Living in the information age means being constantly bombarded with printed matter in all shapes and forms. The significance of printing may occasionally be obscured by the ubiquity of these printed materials, especially when they arrive in the mail, unsolicited. Yet printing is one of the most indispensable elements of our civilization, perhaps second only to agriculture. The spread of literacy that enabled the masses to read and write, the accumulation and growth of knowledge which precipitated the agricultural, then the industrial, and now the electronic revolution, as well as the spread of ideas that shaped changes in social and political relations, are all made possible by advances in printing.
Printing began in China. During the later Han Dynasty (25â220), at the time of the Five Good Emperors of the Roman Empire, the Chinese already possessed the three necessary ingredients of printing: recording medium (paper), writing material (ink) with which to delineate patterns on the recording medium, and templates (reliefs on seals and marble pillars) from which replicas were made.
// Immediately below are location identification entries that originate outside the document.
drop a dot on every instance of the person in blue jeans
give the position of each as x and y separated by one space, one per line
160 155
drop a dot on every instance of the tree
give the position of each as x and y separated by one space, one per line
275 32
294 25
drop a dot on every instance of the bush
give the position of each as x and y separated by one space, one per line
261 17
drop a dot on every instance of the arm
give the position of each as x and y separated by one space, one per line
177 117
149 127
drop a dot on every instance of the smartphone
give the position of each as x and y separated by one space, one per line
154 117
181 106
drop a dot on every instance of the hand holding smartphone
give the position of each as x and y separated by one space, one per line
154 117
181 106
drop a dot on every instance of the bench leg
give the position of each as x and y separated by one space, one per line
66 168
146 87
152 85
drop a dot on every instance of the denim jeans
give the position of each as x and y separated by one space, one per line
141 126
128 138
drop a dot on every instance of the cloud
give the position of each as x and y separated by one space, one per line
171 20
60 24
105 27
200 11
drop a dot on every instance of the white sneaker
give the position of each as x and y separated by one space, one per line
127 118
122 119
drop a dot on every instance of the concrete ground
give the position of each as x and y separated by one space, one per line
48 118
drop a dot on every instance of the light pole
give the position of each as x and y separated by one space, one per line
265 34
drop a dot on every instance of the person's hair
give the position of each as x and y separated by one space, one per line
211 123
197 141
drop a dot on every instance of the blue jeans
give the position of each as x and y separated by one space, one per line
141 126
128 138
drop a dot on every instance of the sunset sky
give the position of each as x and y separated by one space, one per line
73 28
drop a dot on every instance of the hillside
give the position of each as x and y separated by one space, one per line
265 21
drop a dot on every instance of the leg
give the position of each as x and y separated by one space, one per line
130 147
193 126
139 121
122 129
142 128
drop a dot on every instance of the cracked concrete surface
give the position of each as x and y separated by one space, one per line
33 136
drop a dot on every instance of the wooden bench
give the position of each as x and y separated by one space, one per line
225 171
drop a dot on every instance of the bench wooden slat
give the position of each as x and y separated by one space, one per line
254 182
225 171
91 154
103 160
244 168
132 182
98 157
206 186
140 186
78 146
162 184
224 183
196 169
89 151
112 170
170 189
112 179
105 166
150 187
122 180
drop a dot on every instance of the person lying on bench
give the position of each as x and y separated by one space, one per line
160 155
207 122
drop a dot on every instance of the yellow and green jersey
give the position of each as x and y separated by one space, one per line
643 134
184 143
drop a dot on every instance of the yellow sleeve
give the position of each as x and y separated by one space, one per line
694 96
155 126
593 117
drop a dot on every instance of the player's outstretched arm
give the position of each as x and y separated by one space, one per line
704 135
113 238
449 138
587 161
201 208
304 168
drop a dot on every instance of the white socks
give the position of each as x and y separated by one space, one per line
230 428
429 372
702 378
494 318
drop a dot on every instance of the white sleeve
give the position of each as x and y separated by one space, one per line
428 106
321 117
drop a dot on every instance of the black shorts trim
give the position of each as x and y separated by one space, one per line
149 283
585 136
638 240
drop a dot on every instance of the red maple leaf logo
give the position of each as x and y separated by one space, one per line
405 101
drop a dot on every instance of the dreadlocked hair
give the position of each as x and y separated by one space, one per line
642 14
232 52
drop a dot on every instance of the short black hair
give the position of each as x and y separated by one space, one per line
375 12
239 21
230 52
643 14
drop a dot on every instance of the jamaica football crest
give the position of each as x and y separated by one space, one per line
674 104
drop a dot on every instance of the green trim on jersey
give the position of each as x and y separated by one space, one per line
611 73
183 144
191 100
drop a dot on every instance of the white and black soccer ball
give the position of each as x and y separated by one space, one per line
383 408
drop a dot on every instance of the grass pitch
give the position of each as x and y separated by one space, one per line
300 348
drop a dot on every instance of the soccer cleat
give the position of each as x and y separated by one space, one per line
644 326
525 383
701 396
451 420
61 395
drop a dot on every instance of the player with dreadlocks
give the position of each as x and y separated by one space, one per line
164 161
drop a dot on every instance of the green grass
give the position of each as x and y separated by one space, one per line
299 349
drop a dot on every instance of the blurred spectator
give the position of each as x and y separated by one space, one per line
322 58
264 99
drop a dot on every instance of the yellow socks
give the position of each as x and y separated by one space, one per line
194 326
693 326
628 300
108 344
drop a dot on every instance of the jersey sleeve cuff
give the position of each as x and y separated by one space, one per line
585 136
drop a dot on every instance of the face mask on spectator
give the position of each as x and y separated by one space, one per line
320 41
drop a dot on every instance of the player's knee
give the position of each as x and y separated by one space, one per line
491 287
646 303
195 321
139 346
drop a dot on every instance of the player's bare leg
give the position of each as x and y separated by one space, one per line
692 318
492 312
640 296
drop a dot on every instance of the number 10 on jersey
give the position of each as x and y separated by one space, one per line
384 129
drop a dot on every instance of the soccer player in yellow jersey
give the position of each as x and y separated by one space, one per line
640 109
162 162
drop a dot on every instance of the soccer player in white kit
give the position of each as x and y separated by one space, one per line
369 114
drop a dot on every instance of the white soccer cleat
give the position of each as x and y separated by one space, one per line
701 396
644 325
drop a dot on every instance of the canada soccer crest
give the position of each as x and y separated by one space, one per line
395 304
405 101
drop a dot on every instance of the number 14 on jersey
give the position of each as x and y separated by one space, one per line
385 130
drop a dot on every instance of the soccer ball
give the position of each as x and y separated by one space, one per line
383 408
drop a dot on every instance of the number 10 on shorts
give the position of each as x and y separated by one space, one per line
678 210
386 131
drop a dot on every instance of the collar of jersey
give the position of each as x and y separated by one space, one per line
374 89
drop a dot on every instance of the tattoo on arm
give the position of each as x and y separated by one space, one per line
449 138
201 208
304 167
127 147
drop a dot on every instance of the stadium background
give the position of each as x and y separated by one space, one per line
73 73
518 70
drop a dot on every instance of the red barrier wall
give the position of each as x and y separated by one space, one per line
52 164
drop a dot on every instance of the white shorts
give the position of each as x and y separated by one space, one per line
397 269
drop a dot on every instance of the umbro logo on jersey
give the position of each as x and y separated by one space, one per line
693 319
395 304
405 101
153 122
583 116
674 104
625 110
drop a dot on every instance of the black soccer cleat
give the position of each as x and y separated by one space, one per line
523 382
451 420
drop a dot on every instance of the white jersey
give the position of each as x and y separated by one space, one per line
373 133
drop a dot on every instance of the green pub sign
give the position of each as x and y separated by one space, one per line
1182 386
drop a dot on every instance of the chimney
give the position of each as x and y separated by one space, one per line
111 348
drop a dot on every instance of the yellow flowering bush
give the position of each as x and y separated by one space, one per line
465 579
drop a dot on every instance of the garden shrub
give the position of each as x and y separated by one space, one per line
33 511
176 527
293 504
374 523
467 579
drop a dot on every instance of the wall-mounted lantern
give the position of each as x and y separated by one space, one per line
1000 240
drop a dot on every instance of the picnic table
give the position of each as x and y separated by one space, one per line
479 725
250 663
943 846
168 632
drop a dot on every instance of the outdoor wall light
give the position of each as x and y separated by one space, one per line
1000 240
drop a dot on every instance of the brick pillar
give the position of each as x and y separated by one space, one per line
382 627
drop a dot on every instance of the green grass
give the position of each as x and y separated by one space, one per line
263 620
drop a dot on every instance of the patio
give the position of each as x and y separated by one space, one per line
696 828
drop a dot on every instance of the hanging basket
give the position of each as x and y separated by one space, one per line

Paper was invented in the year 105 by Cai Lun, who formed sheets from macerated tree bark, hemp waste, rags, and fishing-nets; ink was in use since about 2500 B. C.; the pillars and seals often bore religious pictures and texts.
This early form of printing was impractical because of the size and workmanship requirement of the templates. Wood blocks were used as substitutes by the sixth century. Prints were made by inking the engraved wood block, and then rubbing with a brush the back of a sheet of paper placed on the block. The next major advancement came in the 1040s, when Bi Sheng invented the movable type made of a mixture of clay and glue hardened by baking. This technique, nevertheless, idled in China.